Lloyd crossed his arms over his chest. He felt the weight of the Aegis suit schematics in his mind, the constant hum of his Mana Core. "They’re a corporation, James. Corporations want profit. Conquering a planet is expensive. Usually, they want a return on investment."

"Exactly," Liam said, tapping the table. The hologram shifted, showing a simulation of the planet's core glowing bright red. "But they don't make a profit by ruling peasants or taxing grain. They make a profit by harvesting energy. Raw, unrefined mana. And do you know where the highest concentration of mana is on this planet?"

"The ley lines," Lloyd answered. "The places where the magic flows near the surface. Like Mandu. Like my estate."

"Deeper," Liam corrected him. "The core. The planet itself is a battery. The ley lines are just the cracks where the energy leaks out. We are living on top of a fuel tank."

Liam swiped his hand across the air. A new image appeared. It looked like a giant, metal spike, miles long, hanging in orbit above the planet.

"This," Liam said, pointing to the spike, "is a System-Killer. It’s a Planetary Harvester Class-IV. They don't use these for war. They use these for mining."

Lloyd stared at the image. The design was sleek, efficient, and terrifying. It didn't look like a weapon; it looked like a tool.

"How does it work?" Lloyd asked, though he already had a sick feeling he knew the answer.

"It’s a needle," Liam explained. "If the local resistance—that’s us—becomes too troublesome, or if the surface war damages the mana quality, they stop trying to fight. They just drop the needle. It punches through the crust and taps directly into the core. It sucks the planet dry in about forty-eight minutes."

"And the planet?"

"It undergoes a Thermal Reset," Liam said calmly. "Without the mana holding the tectonic plates and the atmosphere together, the planet destabilizes. The gravity shifts. The atmosphere burns off. The surface temperature hits four thousand degrees. Everything on the surface—the kingdoms, the devils, your family, my family—is vaporized. The Corporation collects the energy in orbit, and they leave behind a dead rock."

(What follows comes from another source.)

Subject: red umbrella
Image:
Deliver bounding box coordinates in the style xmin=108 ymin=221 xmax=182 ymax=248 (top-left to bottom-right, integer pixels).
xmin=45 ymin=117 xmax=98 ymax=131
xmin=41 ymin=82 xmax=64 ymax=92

Lloyd felt a cold chill run through his veins, colder than any ice magic Rosa could summon. He had been preparing for a fight. He had built a robot to punch devils. He had organized an army of assassins to cut throats in the dark. He thought he was fighting for the survival of a kingdom.

He was wrong. He was fighting for the survival of the sun.

If the planet was destroyed, the magical balance of the entire solar system could shift. It was an extinction-level event not just for them, but for everything.

"They haven't dropped it yet," Lloyd said, his mind racing. "Why?"

"Because it's wasteful," Liam said. "A Thermal Reset destroys the infrastructure. It destroys the biosphere, which generates renewable mana over time. They prefer to rule and harvest slowly. It’s the difference between milking a cow and butchering it for steaks. They want to milk us. But if the cow starts kicking... if the cow starts killing the farmers... they will butcher it without hesitation."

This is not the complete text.